By Elizabeth Schulte | February 9, 2007 | Page 2

EIGHT FORMER Black Panthers were arrested last week in connection with a 1971 killing of a San Francisco police officer--even though the same charges were dropped 30 years ago because defendants had been tortured into confessing.

Murder charges were dropped against Harold Taylor and two codefendants in 1975 when it was revealed that New Orleans police had tortured them into giving false confessions.

In 1973, the three were abused by New Orleans police for several days--including being stripped naked, beaten, covered in blankets soaked with boiling water, smothered, and shocked with cattle prods on their genitals. In 1974, a court ruled that San Francisco and New Orleans police had engaged in torture to get the confessions, and the next year, a San Francisco judge dismissed charges against the three men.

But two years ago, a San Francisco grand jury was convened to reopen the case. Police claim they now have new evidence that implicates the former Panthers.

The roundup on January 23 involved law enforcement across the country.
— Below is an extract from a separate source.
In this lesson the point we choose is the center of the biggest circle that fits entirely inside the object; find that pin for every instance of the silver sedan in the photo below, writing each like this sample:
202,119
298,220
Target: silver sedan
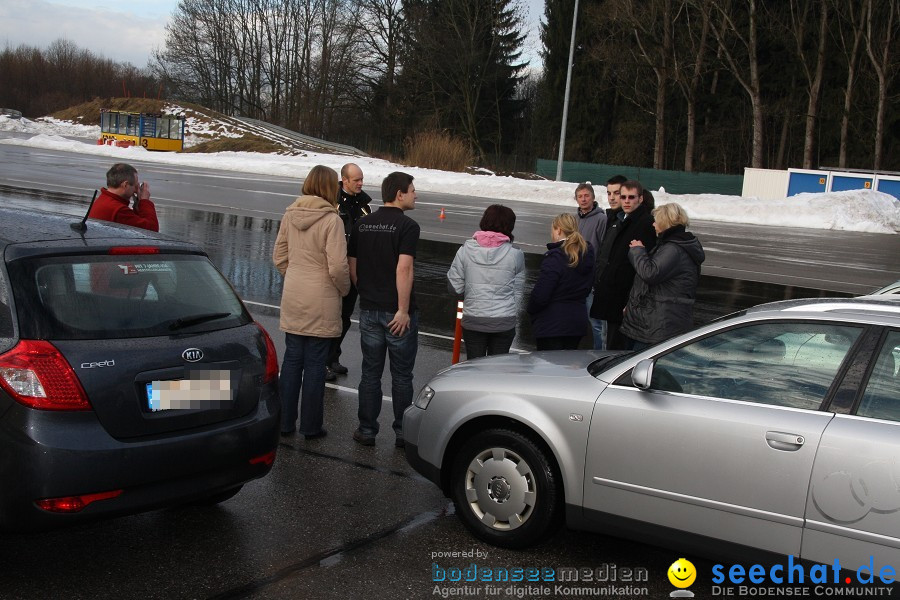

Taylor was arrested in Florida; Richard Brown, Richard O'Neal, Ray Boudreaux and Henry Watson Jones in California; and Francisco Torres in New York.

Police are also charging two men who are already in jail--political prisoners Herman Bell and Jalil Muntaqin, who are members of the New York Three, accused of killing a New York police officer in 1971--and are still looking for another.

"People ask the question, why pick up these men after they've been around, have not attempted to elude the authorities, have led productive lives all these years?" Torres' attorney Michael Warren told Amy Goodman on the Democracy Now! radio program."John Ashcroft, shortly after he was appointed attorney general, made a vow and a promise that he was going to go after as many ex-Black Panthers as he possibly could...And that's when this program was instituted...

"The most recent reason relates to retaliation. These men, after being tortured, and after the grand jury ended in 2006, went on the road with the Center for Constitutional Rights and talked about their torture...That's what this case is about."